Scattered thoughts on Kaatru Veliyidai..
[this will sound like a perverse joke but what follows actually originated as a set of thoughts on twitter..!]
Kaatru Veliyidai affirms once more what ought to be beyond debate by now. There isn’t anyone quite like Mani Ratnam in Indian commercial cinema even after all these years. I am not doing a review of any sort here, just offering scattered thoughts. Ratnam as a craftsman is still at the height of his powers. Barring Raavan(an) this might be his best film in that formalist sense in at least fifteen years or so. In some of the film’s best montages he even exhibits a kind of Kurosawa-like spontaneity, which is to say a whole series of dazzling shots ranging across different registers. Visually this film is a feast (though I wish Ratnam would not use FX even to the limited extent he does, much as in Raavan it shows and in a work of such stylistic finesse it jumps out even more). This includes of course his song videos. The Tango (also my favorite track on the album) is quite simply one of his masterpieces.
Narratively though (and here I do agree with Baradwaj Rangan in certain ways) problems emerge. In his depiction of romance Ratnam is as fresh and interesting as ever. This is really an intimate relationship film which might have been even richer but for the epic frame Ratnam uses for it. The entire air force backdrop allows for all kinds of visual flourishes, it certainly makes for a number of compelling sequences, and ultimately allows some easy masala pleasures by the end. Even more importantly Ratnam in subtle ways paints his own picture of Nehruvian secularism and diversity (the languages that come into play for instance) and his subversion here (it cannot be less than this in these dark times) is a welcome move. This is mirrored in some ways in what might be his darkest representation of patriarchal domesticity, at least leaving aside the obvious example of Agni Natchathiram. His male lead also displays many of the same attitudes. There is surely meant to be a parallel here between such notions of domestic order and the more mechanical national chauvinism that ‘VC’ is equally invested in. Nonetheless the two registers do not quite fuse. More precisely the cathartic payoff always promised with such an epic schema (the war hero, missing in action, planning a great escape, returning Odysseus-like), including in the ‘grand visual’ sense is never quite delivered (though in fairness one could argue as I have in the past that part of Ratnam’s project involves a subversion of such expectations.. the clear example is Thalapathy but there are others too.. whether one can finally ‘tame’ these epic registers perhaps remains an open question). The relationship is essentially a series of very strong vignettes but it does not quite have the arc that might justify the overtures of ‘transcendence’ the film otherwise employs.

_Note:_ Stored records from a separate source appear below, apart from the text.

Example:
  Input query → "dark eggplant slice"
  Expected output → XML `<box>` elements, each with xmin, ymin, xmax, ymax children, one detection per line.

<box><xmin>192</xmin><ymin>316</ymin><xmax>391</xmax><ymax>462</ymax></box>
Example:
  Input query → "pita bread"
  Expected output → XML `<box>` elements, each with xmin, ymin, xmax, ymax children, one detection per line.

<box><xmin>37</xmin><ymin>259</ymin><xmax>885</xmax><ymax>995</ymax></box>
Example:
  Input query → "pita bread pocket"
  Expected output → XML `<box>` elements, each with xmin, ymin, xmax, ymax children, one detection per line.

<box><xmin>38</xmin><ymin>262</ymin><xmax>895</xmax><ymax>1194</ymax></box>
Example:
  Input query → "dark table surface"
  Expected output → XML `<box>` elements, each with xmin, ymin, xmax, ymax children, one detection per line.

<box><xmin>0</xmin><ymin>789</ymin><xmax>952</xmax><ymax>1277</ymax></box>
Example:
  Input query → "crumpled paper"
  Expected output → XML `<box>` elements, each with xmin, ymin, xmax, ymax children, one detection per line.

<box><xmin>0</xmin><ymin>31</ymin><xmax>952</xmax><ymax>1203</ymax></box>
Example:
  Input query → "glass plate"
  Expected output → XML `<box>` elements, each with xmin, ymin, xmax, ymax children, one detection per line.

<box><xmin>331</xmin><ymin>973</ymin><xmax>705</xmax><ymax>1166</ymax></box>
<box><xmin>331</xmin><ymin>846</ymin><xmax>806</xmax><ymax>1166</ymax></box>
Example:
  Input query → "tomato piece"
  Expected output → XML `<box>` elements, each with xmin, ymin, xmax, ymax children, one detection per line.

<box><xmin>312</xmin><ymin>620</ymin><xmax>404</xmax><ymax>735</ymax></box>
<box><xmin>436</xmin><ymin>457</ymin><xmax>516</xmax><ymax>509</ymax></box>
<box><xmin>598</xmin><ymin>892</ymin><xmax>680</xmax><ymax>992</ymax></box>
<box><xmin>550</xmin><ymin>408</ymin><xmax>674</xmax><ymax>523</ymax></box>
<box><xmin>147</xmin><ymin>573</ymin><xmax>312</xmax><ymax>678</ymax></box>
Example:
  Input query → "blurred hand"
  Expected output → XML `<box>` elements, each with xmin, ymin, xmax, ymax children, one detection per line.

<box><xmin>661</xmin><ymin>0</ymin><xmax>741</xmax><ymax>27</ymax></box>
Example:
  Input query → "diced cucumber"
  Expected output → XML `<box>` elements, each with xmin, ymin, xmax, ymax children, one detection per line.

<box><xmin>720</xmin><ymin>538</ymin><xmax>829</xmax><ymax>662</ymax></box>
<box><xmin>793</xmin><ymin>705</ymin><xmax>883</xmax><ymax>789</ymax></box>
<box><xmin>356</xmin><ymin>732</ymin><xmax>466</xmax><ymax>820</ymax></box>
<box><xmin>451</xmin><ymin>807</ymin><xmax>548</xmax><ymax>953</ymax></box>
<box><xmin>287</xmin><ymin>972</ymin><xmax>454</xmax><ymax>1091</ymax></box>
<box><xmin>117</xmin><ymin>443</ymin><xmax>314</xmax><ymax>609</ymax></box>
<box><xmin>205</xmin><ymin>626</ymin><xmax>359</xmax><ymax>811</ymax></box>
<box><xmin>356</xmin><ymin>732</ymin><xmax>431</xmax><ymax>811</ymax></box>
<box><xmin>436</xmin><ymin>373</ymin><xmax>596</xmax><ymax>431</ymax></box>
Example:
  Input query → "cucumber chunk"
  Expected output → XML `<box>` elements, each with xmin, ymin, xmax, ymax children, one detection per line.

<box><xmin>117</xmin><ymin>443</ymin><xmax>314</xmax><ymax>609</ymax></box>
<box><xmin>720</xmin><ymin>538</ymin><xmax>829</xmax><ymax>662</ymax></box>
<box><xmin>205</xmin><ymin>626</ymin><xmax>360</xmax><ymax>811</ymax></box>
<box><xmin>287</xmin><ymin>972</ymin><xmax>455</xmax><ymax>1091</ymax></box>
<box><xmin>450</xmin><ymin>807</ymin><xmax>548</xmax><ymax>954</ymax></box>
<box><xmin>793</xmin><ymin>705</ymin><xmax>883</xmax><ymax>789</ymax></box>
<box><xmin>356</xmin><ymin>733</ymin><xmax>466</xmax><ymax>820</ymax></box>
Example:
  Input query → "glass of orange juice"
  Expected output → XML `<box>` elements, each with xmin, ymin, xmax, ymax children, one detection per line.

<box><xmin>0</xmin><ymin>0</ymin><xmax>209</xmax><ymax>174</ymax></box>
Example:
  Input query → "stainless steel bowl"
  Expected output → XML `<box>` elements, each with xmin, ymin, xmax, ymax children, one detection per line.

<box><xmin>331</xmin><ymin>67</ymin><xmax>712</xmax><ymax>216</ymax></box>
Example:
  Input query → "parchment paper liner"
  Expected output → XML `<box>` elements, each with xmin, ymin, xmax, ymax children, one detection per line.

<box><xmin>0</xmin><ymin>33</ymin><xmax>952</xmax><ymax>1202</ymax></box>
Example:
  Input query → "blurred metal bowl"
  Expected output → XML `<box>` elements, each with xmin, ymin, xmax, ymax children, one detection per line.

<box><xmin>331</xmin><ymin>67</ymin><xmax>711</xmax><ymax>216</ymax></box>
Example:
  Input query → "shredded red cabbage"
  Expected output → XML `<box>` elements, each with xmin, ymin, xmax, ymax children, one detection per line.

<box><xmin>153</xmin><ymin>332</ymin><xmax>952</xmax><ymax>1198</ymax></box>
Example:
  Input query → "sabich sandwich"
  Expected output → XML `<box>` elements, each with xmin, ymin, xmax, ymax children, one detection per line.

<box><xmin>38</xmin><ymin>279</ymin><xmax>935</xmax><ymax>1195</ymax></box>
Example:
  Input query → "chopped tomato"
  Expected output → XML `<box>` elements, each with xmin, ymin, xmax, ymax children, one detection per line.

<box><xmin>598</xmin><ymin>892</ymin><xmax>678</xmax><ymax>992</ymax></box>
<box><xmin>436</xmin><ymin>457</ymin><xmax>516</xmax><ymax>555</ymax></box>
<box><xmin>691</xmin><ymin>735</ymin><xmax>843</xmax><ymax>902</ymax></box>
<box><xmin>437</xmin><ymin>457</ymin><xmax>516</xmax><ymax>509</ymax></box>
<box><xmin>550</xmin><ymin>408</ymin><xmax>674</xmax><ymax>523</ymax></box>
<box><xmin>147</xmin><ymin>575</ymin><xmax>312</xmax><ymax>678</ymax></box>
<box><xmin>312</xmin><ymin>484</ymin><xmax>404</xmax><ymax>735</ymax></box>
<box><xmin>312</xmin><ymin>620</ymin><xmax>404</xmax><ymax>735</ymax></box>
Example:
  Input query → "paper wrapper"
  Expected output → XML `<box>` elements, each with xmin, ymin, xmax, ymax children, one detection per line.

Age has not mellowed Ratnam in any sense and we are the more fortunate for this. A critique of the kind I have just indulged in should not be confused with a definition of ‘failure’. Ratnam’s film and larger corpus are far too interesting to be reduced to such petty panning (or praise). Kaatru Veliyidai is a significant, possibly major effort from Ratnam. It is not a lesser outing like Ok Kanmani. To the extent that Ratnam’s work seems problematic more often than not in the post-Iruvar phase of his career (and perhaps including that film) this is a measure of the strength and honesty of his larger project. He is constantly searching for newer configurations. Box office triumphs or failures (and sometimes even of the very vicious kind.. Raavan in Hindi and Kadal in Tamil come to mind) inevitably place different sorts of pressures on a director but happily these have not damaged this extraordinary director. Kaatru Veliyidai does not excite because it is just the latest chapter of what is by now a hallowed name and history. It does so because Ratnam keeps making formidable films that are not burdened by that history. Yet he is also reformulating various concerns and themes that in turn enrich the older works. He is still ‘thinking’ about cinema in the truest sense, still thinking better than anyone else in Indian commercial cinema. The result might not always constitute the optimal film but it is almost certainly going to be an interesting one. The current film is just the latest example.